This was a huge disappointment. Not because I had heard good things about the play on which it was based - to be honest, I had never heard of the play - but because Polanski's previous film had been one of his best, and the last film he'd made of a play was also one of his best.
This one was not. But I don't blame it on Polanski. The things that we're safe in assuming he had control over - the filming, editing, mise-en-scene, and acting to a degree - were fine. Expert, even. But unobtrusive - there were no compositions that distracted from the dialogue, or even enriched the dialogue in a way that made me sit up and take notice. The direction served the script.

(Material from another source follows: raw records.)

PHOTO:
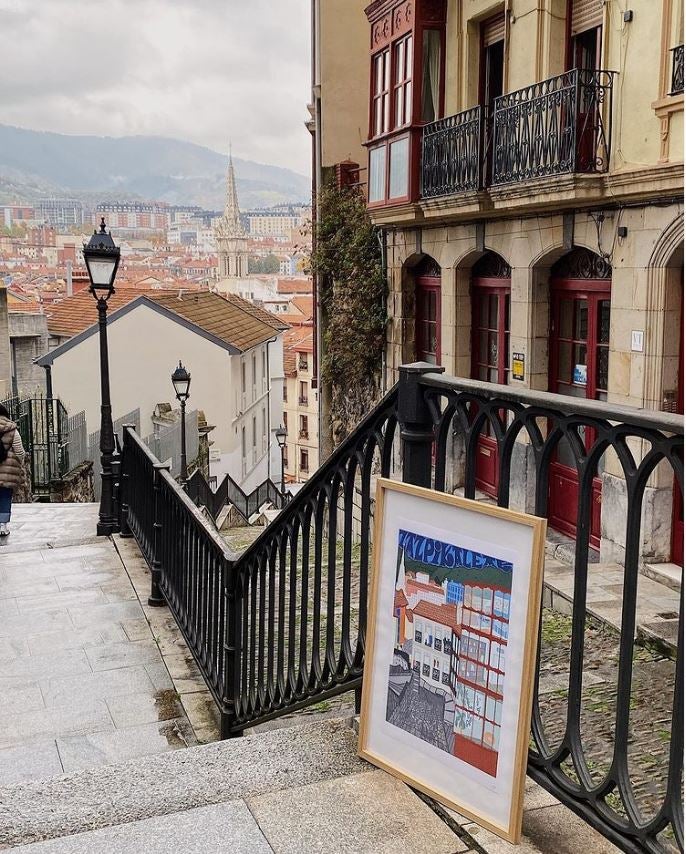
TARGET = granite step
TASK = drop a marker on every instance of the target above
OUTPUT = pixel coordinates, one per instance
(169, 783)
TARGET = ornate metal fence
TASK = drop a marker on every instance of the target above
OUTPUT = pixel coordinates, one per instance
(555, 127)
(451, 154)
(284, 625)
(229, 492)
(677, 70)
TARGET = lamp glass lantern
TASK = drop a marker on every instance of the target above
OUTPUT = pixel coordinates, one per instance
(181, 380)
(102, 260)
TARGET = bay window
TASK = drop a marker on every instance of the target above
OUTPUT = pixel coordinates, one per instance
(407, 71)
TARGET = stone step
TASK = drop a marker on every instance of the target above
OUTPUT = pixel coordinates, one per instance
(669, 574)
(181, 780)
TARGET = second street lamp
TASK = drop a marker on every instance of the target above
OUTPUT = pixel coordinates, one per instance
(281, 435)
(181, 380)
(102, 259)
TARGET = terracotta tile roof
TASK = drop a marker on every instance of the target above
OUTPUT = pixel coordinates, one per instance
(262, 314)
(74, 314)
(431, 587)
(234, 321)
(29, 307)
(444, 615)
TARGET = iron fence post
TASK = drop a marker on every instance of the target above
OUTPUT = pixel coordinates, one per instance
(124, 478)
(416, 424)
(232, 634)
(156, 599)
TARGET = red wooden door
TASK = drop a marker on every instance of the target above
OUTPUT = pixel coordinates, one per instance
(490, 352)
(580, 337)
(428, 319)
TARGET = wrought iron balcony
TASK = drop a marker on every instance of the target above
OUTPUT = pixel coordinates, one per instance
(677, 70)
(451, 157)
(556, 127)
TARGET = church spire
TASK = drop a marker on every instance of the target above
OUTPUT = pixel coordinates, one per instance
(231, 221)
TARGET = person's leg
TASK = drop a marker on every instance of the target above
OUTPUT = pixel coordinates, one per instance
(5, 504)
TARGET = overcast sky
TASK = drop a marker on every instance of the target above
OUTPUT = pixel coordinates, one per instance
(201, 70)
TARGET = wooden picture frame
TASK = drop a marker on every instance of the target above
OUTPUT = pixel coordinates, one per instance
(446, 704)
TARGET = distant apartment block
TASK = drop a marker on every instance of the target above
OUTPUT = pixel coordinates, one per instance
(133, 215)
(61, 213)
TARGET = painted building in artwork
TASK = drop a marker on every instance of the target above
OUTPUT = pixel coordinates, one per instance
(478, 675)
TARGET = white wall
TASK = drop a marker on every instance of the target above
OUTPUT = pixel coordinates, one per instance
(144, 349)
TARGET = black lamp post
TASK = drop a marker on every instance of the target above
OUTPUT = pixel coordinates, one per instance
(102, 259)
(181, 380)
(281, 434)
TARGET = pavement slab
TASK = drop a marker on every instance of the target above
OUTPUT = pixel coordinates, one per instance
(221, 829)
(371, 813)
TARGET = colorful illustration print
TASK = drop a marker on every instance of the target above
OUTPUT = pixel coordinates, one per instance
(451, 614)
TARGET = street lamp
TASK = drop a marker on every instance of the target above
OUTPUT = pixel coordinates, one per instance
(102, 259)
(281, 434)
(181, 380)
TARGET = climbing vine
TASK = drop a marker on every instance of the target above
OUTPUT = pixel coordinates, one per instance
(352, 291)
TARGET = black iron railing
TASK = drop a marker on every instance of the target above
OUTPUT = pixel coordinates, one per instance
(677, 70)
(229, 492)
(559, 126)
(283, 626)
(43, 424)
(451, 154)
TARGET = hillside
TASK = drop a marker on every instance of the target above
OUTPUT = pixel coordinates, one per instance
(37, 163)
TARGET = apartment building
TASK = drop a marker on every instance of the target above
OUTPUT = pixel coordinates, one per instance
(525, 165)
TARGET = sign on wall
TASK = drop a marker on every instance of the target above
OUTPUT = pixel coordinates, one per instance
(451, 648)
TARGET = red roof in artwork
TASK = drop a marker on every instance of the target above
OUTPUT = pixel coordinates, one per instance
(431, 587)
(445, 615)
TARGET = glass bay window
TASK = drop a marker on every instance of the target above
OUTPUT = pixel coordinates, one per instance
(406, 91)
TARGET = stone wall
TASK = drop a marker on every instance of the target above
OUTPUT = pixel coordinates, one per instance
(76, 486)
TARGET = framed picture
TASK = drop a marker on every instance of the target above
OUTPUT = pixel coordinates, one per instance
(451, 649)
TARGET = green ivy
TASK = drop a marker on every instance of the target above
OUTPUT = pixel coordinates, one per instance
(352, 289)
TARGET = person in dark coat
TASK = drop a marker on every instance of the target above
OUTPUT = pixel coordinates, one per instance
(11, 467)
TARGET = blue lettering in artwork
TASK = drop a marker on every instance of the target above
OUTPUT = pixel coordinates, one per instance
(437, 553)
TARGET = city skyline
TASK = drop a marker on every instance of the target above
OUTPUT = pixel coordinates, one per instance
(139, 86)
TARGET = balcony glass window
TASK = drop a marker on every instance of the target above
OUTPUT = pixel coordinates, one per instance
(399, 168)
(431, 75)
(381, 93)
(403, 83)
(377, 174)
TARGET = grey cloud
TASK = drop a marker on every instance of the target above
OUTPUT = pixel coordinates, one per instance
(202, 70)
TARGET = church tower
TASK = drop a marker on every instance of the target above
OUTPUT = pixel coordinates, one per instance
(232, 243)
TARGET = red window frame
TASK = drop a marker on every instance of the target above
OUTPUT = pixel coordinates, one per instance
(380, 111)
(428, 287)
(403, 60)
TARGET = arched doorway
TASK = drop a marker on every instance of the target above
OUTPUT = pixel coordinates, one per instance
(427, 277)
(490, 294)
(580, 285)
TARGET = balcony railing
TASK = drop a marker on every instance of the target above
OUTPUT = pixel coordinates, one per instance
(555, 127)
(451, 156)
(677, 70)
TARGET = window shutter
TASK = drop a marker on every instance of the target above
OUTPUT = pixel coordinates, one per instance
(493, 30)
(586, 14)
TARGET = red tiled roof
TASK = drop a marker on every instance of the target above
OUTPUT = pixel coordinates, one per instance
(74, 314)
(294, 286)
(445, 615)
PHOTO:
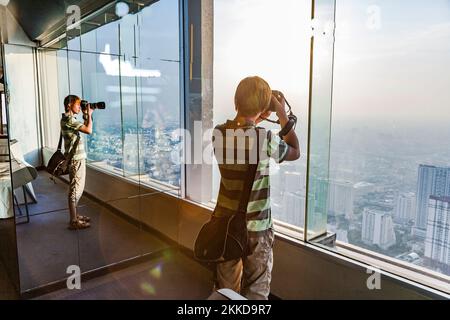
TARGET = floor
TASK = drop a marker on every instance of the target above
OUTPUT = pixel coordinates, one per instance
(47, 248)
(173, 277)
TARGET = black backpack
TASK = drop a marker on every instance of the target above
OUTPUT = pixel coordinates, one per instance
(55, 164)
(224, 238)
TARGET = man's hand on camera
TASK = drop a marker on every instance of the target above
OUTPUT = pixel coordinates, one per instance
(279, 103)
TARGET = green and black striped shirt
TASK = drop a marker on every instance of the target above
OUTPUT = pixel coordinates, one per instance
(70, 127)
(236, 149)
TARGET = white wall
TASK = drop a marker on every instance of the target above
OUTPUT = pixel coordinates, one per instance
(23, 108)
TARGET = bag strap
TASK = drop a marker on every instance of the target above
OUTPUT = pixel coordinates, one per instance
(60, 141)
(74, 148)
(248, 184)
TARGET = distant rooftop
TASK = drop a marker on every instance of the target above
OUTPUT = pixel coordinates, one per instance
(443, 199)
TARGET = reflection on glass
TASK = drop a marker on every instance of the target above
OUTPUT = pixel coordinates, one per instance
(390, 146)
(320, 117)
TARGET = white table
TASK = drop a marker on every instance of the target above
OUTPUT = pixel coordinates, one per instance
(6, 204)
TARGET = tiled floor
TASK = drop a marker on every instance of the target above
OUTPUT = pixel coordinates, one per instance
(173, 277)
(47, 248)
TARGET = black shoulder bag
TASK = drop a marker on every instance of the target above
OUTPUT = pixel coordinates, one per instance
(56, 163)
(225, 238)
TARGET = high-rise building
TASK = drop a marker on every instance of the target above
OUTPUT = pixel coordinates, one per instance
(378, 228)
(295, 208)
(340, 199)
(405, 208)
(437, 241)
(431, 181)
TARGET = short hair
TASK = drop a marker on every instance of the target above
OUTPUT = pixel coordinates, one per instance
(253, 96)
(70, 100)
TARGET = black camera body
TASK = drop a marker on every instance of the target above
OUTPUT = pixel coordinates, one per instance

That's where the problem was, and for that I think we can blame the playwright. Although, since I know nothing about the play, I suppose it's possible that some of the flaws entered the script in the filming process. What flaws do I mean?
Well, jeez, what have you got? I mean, everything about it blew (to use a bit of film-scholar jargon - go ahead, you can look it up). As a satire of the childrearing manners of wealthy white New Yorkers, it was less incisive than any one of about two dozen Law & Order episodes I've seen. Come to think of it, when it tried to show how these parents' attitudes toward their children's behavior mirrored their expectations for adult behavior, the script was still sub-Law & Order. And when these characters stopped in the middle of their arguments to pontificate about the nature of humanity and the conditions of our existence, well, let's just say I've been hit over the head with actual hammers that seemed subtler.
Mrs. Sgt. T suggests that Polanski should still be held responsible for this excrescence upon his ouevre - he chose to make the damn film, after all. I can't really argue with her.